Reinforcement Learning AI systems implemented in Unreal Engine 5 (C++), exploring both classic Q-Learning and Deep Q-Network (DQN) approaches for adaptive enemy behavior in real-time combat.
Note: This is a reupload of academic projects completed in 2024.
Not under active development, but preserved to demonstrate applied reinforcement learning techniques.

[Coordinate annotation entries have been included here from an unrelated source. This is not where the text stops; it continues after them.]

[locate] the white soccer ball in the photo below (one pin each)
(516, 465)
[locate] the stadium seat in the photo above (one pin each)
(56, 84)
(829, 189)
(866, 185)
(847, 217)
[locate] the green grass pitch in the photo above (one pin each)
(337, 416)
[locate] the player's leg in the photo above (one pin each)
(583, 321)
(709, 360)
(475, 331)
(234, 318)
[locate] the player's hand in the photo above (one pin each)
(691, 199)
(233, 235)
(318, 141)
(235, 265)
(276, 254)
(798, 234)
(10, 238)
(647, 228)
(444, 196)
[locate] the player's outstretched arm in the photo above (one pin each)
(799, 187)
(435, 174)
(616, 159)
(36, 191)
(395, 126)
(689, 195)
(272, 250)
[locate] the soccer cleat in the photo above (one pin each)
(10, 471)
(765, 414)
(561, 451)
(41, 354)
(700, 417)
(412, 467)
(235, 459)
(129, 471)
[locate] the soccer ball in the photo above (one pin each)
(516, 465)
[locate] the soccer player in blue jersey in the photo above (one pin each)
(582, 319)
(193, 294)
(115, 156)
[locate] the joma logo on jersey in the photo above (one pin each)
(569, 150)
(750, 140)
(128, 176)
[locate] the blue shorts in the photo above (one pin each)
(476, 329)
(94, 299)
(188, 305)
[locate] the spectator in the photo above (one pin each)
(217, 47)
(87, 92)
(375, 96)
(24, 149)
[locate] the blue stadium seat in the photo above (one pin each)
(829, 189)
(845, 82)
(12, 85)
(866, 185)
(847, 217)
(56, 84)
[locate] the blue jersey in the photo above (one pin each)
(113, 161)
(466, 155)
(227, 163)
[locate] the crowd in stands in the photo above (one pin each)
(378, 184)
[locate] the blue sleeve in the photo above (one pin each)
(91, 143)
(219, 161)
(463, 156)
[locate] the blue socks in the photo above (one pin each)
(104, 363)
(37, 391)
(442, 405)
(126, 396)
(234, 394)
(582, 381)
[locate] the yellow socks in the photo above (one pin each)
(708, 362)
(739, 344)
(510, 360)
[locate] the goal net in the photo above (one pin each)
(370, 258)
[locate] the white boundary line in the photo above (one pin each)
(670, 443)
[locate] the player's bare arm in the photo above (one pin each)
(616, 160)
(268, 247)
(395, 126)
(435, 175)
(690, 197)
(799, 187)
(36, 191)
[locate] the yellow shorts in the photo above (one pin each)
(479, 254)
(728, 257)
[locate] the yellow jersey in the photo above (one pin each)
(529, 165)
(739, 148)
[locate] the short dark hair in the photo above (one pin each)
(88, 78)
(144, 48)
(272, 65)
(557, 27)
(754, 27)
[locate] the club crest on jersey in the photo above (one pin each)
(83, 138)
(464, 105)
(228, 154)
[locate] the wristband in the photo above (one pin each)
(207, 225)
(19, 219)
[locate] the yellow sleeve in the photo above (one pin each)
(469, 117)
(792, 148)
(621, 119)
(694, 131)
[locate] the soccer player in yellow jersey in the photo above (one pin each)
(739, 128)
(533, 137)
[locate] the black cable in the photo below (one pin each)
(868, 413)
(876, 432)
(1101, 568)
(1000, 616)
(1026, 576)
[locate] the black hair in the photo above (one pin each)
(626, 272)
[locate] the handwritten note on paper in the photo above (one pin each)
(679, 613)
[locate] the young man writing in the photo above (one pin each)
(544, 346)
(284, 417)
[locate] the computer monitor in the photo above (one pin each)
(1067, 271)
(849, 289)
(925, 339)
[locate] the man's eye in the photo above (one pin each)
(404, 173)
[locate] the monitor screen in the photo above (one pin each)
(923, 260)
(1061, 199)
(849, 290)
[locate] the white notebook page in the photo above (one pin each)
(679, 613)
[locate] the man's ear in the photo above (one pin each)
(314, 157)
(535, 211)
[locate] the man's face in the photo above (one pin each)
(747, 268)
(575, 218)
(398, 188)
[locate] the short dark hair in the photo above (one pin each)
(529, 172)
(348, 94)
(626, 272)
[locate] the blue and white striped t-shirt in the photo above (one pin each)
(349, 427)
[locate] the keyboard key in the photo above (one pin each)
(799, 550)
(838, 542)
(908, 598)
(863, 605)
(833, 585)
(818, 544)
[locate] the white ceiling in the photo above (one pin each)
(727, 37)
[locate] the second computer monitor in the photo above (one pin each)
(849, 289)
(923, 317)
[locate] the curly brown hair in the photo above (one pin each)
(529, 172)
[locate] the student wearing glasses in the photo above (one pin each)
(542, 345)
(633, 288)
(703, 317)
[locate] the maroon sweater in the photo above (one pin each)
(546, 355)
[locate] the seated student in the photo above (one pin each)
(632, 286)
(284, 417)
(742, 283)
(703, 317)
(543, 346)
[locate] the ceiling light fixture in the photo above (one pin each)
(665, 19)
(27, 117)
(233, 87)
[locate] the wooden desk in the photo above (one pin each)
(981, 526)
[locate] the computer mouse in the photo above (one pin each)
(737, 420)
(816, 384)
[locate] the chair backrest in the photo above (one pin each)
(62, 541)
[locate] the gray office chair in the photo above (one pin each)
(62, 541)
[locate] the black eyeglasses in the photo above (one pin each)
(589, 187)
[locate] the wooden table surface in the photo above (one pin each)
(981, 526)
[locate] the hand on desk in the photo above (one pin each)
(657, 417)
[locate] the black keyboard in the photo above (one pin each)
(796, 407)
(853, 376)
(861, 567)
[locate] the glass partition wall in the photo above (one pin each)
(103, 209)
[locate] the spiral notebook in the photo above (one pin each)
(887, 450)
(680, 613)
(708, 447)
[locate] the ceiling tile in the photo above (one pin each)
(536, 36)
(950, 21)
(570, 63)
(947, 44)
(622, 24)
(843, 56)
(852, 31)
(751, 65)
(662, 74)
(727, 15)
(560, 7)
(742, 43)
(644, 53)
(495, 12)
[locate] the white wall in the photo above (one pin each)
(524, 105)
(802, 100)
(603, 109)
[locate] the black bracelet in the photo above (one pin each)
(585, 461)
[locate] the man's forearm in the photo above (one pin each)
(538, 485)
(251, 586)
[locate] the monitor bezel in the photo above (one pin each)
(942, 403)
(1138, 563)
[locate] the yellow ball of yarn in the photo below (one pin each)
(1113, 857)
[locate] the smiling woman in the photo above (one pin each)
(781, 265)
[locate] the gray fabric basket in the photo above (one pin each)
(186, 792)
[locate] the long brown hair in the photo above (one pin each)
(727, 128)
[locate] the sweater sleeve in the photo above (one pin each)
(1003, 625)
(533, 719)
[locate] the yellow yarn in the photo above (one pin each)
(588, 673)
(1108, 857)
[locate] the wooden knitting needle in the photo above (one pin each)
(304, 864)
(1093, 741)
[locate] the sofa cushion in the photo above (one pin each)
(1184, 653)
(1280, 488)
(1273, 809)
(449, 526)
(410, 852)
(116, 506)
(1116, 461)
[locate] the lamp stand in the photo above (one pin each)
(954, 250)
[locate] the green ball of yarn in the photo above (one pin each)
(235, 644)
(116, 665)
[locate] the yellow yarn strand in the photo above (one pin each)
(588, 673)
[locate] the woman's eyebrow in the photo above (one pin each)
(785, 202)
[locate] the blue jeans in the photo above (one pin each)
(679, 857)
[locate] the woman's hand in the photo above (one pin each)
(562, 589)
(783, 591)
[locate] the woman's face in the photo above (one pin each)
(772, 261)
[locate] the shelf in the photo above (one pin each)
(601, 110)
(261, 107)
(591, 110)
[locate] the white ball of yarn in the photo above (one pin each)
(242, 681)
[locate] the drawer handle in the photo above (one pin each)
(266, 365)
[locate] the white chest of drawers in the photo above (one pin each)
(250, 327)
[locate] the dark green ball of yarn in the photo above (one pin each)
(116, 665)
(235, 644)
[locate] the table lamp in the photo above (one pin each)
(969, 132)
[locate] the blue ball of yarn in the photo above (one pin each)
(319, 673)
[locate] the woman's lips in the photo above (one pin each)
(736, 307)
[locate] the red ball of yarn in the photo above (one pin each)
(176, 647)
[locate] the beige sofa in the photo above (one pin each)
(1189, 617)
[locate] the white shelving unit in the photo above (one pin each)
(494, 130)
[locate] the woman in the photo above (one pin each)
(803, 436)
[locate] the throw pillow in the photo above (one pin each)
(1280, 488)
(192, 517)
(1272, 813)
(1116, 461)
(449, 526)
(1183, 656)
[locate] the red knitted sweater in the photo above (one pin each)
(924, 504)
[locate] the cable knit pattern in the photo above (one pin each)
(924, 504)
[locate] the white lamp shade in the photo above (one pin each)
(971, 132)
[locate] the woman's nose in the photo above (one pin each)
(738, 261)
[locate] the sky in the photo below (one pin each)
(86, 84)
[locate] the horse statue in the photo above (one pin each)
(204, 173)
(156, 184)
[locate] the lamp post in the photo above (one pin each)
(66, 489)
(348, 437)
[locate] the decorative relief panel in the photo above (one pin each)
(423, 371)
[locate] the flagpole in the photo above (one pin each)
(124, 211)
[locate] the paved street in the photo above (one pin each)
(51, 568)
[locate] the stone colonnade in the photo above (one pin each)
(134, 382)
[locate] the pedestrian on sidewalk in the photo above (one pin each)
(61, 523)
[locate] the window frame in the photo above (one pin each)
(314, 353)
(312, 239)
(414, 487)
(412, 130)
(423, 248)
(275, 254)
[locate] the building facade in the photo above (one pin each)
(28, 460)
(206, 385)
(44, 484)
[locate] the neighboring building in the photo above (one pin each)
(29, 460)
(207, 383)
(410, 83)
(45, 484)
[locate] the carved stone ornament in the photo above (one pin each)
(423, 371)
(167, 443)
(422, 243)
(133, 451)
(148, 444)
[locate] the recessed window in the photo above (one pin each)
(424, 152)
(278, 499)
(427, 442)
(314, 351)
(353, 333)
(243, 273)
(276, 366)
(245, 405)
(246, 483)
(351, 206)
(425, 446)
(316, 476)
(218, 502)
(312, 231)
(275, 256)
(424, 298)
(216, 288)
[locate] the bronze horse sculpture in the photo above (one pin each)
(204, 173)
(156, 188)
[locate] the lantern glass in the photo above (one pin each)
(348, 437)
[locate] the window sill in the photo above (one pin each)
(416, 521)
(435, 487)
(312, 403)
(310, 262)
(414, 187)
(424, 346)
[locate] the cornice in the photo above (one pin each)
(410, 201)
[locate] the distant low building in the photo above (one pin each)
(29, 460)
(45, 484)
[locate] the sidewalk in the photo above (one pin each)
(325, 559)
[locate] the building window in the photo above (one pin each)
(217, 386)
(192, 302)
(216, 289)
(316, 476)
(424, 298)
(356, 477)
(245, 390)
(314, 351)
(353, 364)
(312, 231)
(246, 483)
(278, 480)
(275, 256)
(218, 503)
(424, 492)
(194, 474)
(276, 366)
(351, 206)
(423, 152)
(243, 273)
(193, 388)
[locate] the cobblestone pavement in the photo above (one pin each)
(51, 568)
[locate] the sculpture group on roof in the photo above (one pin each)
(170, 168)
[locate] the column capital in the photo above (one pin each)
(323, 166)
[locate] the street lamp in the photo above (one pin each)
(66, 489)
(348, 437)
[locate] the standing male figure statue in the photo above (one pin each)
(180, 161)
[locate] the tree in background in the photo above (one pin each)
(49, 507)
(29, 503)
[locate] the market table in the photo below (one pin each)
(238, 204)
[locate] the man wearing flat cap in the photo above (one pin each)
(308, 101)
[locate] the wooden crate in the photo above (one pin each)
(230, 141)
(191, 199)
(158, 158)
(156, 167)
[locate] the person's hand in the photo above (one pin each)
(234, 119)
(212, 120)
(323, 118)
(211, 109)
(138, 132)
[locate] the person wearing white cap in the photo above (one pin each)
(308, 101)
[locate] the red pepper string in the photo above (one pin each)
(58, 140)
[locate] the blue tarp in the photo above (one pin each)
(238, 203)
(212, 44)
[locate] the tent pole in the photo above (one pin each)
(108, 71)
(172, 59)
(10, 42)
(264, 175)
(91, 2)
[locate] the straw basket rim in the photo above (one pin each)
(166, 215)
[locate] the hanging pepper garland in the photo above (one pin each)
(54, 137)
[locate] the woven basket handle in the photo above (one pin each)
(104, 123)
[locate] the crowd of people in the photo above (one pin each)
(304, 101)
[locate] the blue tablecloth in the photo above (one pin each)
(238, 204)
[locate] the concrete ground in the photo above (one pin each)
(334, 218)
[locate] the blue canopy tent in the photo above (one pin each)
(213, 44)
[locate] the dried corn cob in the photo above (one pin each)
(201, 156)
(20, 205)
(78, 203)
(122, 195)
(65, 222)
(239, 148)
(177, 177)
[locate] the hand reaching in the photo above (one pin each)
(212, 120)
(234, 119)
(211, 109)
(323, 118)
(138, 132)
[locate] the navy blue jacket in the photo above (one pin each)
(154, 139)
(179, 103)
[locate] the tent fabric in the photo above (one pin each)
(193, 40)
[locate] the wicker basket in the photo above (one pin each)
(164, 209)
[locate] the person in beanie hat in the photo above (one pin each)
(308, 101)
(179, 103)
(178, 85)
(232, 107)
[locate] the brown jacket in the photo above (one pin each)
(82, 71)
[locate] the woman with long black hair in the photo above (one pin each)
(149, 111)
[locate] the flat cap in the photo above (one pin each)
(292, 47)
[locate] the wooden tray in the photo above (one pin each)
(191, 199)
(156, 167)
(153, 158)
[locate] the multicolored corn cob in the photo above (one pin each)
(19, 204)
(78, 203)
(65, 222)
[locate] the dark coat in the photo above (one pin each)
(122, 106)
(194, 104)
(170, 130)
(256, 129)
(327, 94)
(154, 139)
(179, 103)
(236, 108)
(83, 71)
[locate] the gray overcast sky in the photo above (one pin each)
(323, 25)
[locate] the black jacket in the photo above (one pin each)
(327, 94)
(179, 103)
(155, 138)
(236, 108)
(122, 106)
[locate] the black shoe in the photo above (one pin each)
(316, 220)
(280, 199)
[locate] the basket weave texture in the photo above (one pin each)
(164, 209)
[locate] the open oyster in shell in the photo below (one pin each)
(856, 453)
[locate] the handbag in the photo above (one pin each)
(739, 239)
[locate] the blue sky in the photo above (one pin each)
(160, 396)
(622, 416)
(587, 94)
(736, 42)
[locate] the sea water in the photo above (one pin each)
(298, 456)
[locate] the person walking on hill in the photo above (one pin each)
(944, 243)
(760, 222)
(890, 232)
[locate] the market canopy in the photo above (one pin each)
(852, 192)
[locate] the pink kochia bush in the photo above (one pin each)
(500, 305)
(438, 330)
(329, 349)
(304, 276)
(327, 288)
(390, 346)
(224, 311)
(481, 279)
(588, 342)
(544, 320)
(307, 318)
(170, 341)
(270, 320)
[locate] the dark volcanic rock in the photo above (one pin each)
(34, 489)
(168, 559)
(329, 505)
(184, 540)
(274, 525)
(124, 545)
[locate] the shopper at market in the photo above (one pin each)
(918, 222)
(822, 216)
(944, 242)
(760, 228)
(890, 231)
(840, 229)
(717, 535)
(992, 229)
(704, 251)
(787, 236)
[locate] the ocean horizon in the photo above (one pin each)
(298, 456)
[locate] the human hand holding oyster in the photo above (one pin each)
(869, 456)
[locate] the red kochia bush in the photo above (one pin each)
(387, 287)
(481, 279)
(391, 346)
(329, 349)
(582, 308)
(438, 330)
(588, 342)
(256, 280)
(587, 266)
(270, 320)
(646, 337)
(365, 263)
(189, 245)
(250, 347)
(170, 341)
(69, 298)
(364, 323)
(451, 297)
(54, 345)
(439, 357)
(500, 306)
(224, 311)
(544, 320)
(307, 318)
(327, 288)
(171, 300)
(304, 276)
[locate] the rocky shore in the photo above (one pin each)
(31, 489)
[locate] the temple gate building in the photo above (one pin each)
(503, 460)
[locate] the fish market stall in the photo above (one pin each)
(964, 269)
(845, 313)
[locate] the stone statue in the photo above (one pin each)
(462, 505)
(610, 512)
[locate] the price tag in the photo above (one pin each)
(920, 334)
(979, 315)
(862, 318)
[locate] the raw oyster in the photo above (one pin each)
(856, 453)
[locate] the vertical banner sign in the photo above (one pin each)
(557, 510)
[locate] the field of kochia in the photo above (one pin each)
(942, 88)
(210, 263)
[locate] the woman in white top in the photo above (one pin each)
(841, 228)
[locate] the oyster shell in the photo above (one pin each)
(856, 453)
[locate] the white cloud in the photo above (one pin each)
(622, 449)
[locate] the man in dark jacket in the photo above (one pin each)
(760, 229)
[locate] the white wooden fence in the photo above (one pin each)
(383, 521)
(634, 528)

Source directories contain only the AI-related C++ and Python files — not full Unreal Engine project data.
These projects demonstrate how tabular and neural reinforcement learning methods can be applied to enemy AI in Unreal Engine 5.
Agents learn through reward signals to attack, dodge, guard, and wait based on real-time parameters.
UE5_ReinforcementLearning_AI/
├── QLearning/
│ ├── ue5_source/ # Referenced UE5 C++ source files for Q-Learning logic
│ └── report/ # Presentation and brief summary for Q-Learning project
│
└── DQN/
├── ue5_source/ # UE5-side C++ code interacting with the Python server
├── dqn_source/ # Python server code (model, training loop, comm layer)
└── report/ # Presentation and brief summary for DQN project
- Q-Learning: Classic temporal-difference learning using discrete state-action pairs.
- DQN: Neural approximation of Q-values with experience replay and epsilon-greedy exploration.
- TD-Update: Both versions use
Q(s,a) ← Q(s,a) + α [r + γ max Q(s′, a′) − Q(s,a)].
Detailed summaries and presentations for each project are included under their respective report/ folders.
George Kotti — B.S. in Computer Science & Engineering (AI + Systems)
Developed as part of academic research on Reinforcement Learning for Game AI.